Hyperbolic fitting resulted in R² > 0.99 for both curves (

Table 5. Parameters of the hyperbolic fits, y = ax/(x + b), for ethyl acetate (A) conversion (y) as a function of time (x), and the initial turnover frequency (TOF₀) values of the catalysts.

Catalyst	a	b	R2	(dXA/dt)0(%·min−1)	TOF0 (mol A.mol site−1·min−1)
						M-RT	93.64	36.32	0.999	2.58	139
M-HT	68.35	77.22	0.998	0.89	64

), with higher calculated reaction rates (Figure 10) for the catalyst prepared without hydrothermal treatment. This could be explained by the fact that this material possessed a greater number of catalytic sites, generated by the higher number of cations, as shown in Table 3.

The specific conversions at the beginning of the reaction, given by the TOF₀ values (Table 5), showed that the silica without hydrothermal treatment was more effective in the conversion of ethyl acetate to methyl acetate, with a turnover frequency (TOF₀) about 2.2-fold higher than that of the silica prepared at an elevated temperature.

There are two factors that can influence the TOF₀ of a catalyst—namely, the strength of the active sites and their accessibility. In the present case, the catalytic sites presented the same strength for the two catalysts, as shown by the O1s XPS results (Table 4), since they corresponded to the $\equiv$SiO⁻ sites compensating CTA⁺.

In terms of site accessibility, the pores of both hybrid silica catalysts were filled with surfactant, so the catalysis necessarily occurred at the sites located in the pore mouth or in the external area of the silica particles [24], and was mainly dependent on the particle size and the quantity of sites on the external surface of the material. The micrographs (Figure 9) showed that there was no significant difference between the particle sizes of the two catalysts, so there was only the effect of the quantity of surface sites present on the silicas.
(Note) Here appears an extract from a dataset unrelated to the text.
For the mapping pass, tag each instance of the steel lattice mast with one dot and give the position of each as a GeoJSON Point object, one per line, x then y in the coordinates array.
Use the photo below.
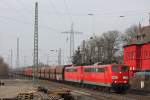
{"type": "Point", "coordinates": [35, 56]}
In order to investigate this effect, analysis was made of the shift of the mass loss band associated with decomposition of the surfactant (Figure 7a), which occurred at higher temperatures for the M-HT catalyst. This behavior can be explained by the smaller amount of surfactant on the surface of the silica, leading to a decrease of TOF₀, because the sites were less accessible to the reagents. In the case of the M-RT silica, there was a greater amount of surfactant on the external surfaces of the silica particles, generating sites that were more accessible and increasing the specific conversion for this catalyst.

The X-ray diffractograms of the silicas recovered at the end of the transesterification reaction (Figure 11) showed that the characteristic diffraction pattern of MCM-41 was maintained. A relative intensity of 13% was obtained for the (100) peak of the used M-RT catalyst, compared to the M-HT silica, corresponding to a decrease of 71% relative to the peak obtained for the material before use. The M-HT silica used presented a relative peak intensity of 81%, compared to the signal obtained before use. These results showed that the hydrothermal treatment led to a catalyst with greater structural stability when used in the transesterification reaction.

The decreases of the diffraction peaks for both silicas could have been due to the reaction of methanol with the silica surface, forming methoxysilane groups ($\equiv$SiO-CH₃) [25] that reduced the degree of organization of the material. The higher stability of the M-HT sample during the catalysis could be attributed to the greater wall thickness (Table 2), which increased its mechanical resistance [13]. In addition, the higher number of $\equiv$SiOSi$\equiv$ groups in its structure (Table 3 and Table 4) could act to increase the stability of the wall.

4. Conclusions

The [CTA]-MCM-41 hybrid silica presented catalytic activity in the transesterification reaction, even under mild conditions. The addition of a hydrothermal treatment step in the preparation of this catalyst led to improved structural stability, due to the greater thickness of the silica wall. However, the use of this additional step resulted in formation of fewer catalytic sites, hence reducing the activity in the transesterification reaction.